Critical Description
As part of MB-26756, Eventing switched to using system RBAC user for doing bucket/n1ql ops using LCB/GoCB. Design flow of this implementation is straightforward:
- LCB/GoCB invoke a callback function with host and port combination of KV node that they need auth for in-order to perform bucket/n1ql op.

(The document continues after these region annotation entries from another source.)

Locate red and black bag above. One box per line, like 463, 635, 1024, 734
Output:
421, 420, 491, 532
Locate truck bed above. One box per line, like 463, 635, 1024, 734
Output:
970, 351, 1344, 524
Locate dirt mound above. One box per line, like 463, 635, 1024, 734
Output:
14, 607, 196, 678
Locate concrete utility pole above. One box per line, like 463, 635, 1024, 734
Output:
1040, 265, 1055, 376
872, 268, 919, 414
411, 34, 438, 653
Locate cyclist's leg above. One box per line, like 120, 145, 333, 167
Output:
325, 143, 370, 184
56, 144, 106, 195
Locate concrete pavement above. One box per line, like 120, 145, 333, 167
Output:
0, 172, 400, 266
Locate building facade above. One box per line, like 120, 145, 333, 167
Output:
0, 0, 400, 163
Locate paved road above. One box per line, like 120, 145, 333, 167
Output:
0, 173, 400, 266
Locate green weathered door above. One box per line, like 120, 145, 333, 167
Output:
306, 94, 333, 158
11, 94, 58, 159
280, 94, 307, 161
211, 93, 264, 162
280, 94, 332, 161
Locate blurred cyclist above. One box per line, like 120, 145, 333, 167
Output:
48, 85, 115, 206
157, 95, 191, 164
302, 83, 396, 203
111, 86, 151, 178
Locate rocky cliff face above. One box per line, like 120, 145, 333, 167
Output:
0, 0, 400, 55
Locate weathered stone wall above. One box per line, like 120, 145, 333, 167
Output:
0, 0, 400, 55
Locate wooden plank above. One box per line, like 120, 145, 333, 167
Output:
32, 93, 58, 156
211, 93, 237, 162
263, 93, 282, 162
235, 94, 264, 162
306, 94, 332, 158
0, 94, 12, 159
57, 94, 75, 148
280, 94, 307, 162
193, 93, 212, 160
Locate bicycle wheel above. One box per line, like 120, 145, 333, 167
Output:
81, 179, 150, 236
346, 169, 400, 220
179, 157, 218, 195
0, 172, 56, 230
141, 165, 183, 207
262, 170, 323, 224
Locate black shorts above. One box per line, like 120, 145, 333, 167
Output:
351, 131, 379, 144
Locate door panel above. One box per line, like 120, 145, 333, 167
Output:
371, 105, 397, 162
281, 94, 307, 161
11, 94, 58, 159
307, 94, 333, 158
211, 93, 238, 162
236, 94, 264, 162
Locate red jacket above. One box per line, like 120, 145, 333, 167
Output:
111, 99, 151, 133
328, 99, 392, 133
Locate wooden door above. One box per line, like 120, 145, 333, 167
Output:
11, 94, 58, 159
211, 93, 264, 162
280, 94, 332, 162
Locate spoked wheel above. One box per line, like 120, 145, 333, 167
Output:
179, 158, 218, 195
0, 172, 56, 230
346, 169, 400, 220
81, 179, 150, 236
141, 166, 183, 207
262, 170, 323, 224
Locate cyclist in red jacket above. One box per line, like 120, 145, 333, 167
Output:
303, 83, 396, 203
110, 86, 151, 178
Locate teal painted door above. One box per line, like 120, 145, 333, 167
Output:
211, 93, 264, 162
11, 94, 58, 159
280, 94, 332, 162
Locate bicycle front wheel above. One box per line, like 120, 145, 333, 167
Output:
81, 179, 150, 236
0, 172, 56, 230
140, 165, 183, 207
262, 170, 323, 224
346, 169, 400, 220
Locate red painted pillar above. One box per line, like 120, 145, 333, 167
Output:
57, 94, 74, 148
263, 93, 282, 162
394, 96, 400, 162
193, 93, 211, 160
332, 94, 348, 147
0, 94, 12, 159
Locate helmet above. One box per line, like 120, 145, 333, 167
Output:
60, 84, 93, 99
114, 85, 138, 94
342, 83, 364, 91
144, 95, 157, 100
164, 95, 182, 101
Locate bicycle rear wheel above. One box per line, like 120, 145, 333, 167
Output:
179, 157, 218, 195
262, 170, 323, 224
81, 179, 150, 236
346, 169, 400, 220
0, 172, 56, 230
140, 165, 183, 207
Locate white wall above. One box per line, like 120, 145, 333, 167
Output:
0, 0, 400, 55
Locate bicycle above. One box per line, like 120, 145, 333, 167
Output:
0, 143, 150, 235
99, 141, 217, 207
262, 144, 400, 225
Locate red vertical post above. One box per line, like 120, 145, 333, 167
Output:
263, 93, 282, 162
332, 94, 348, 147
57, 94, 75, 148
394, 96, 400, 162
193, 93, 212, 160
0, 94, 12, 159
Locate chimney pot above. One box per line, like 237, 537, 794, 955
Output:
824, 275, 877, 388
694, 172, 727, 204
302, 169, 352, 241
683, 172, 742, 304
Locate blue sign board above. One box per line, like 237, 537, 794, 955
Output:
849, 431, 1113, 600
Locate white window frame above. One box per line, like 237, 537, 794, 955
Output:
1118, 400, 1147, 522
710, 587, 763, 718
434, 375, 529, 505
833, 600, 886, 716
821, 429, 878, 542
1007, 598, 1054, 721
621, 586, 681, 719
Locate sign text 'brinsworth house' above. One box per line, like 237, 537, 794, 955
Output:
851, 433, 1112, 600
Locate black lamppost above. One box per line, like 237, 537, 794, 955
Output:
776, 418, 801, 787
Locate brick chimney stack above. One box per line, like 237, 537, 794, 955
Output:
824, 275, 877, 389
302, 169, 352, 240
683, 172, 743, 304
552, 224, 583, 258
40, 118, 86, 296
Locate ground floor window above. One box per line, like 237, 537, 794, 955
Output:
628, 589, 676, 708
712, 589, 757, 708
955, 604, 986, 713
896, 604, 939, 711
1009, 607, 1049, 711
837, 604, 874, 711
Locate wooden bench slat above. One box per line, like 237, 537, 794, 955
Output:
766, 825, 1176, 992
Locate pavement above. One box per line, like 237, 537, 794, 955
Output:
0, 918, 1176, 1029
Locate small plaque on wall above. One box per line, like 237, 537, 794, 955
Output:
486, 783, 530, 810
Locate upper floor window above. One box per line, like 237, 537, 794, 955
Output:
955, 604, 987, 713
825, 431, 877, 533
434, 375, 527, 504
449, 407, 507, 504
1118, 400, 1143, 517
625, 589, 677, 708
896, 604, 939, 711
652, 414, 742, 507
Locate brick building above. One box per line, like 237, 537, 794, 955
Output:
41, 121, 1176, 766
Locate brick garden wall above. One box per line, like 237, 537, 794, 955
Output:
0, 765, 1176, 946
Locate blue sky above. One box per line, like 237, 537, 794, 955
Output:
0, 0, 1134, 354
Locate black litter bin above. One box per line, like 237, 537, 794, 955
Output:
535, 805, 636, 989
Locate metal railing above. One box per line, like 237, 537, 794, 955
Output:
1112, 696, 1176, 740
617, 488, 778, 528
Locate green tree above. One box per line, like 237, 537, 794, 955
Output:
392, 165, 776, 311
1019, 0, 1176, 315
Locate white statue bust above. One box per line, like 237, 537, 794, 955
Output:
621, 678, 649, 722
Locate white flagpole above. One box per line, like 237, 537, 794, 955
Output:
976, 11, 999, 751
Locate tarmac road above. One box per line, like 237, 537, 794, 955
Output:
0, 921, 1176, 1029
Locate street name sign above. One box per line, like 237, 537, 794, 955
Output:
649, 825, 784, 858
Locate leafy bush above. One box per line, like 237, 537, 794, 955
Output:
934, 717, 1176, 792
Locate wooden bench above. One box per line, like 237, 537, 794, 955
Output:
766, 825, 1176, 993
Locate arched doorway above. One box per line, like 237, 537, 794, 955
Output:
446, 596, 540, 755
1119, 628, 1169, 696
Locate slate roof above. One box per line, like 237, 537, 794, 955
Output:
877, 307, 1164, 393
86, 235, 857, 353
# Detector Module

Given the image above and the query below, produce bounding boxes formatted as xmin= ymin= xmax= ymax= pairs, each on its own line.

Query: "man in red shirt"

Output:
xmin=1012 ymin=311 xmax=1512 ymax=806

- When Eventing receives auth request for KV host:port combination it calls cbauth.GetMemcachedServiceAuth for supplied host:port
===
Now the issue that's observed:
- Both LCB and GoCB request for auth against 10.111.170.102:11210 but cbauth refused the request with below error:
logs/eventing.log:2018-02-27T03:20:30.185-08:00 [Error] UTIL GoCB Failed to get credentials for endpoint: <ud>10.111.170.102:11210</ud>, err: Unable to find given hostport in cbauth database: `10.111.170.102:11210'
|
- Looking at the debug dump from LCB around the same time:
2018-02-27T03:20:30.573-08:00 [INFO] === CLUSTER CONFIG BEGIN ===
|
2018-02-27T03:20:30.573-08:00 [INFO] {"nodeLocator":"vbucket","uuid":"840cc1ae009e3bda125cf7c621be74a8","rev":58,"name":"metadata","nodesExt":[{"hostname":"10.111.170.101","services":{"mgmt":8091,"capi":8092,"kv":11210,"mgmtSSL":18091,"capiSSL":18092,"kvSSL":11207}},{"hostname":"10.111.170.102","services":{"mgmt":8091,"capi":8092,"kv":11210,"mgmtSSL":18091,"capiSSL":18092,"kvSSL":11207}},{"hostname":"10.111.170.103","services":{"mgmt":8091,"capi":8092,"kv":11210,"mgmtSSL":18091,"capiSSL":18092,"kvSSL":11207}},{"hostname":"10.111.170.104","services":{"mgmt":8091,"mgmtSSL":18091}},{"hostname":"10.112.170.101","services":{"mgmt":8091,"mgmtSSL":18091}},{"hostname":"10.112.170.102","services":{"mgmt":8091,"mgmtSSL":18091}},{"hostname":"10.112.170.103","services":{"mgmt":8091,"n1ql":8093,"indexScan":9101,"indexAdmin":9100,"mgmtSSL":18091,"n1qlSSL":18093}}],
|
From above cluster config dump it's clear that 10.111.170.102:11210 is valid combination to request auth for but cbauth errors out.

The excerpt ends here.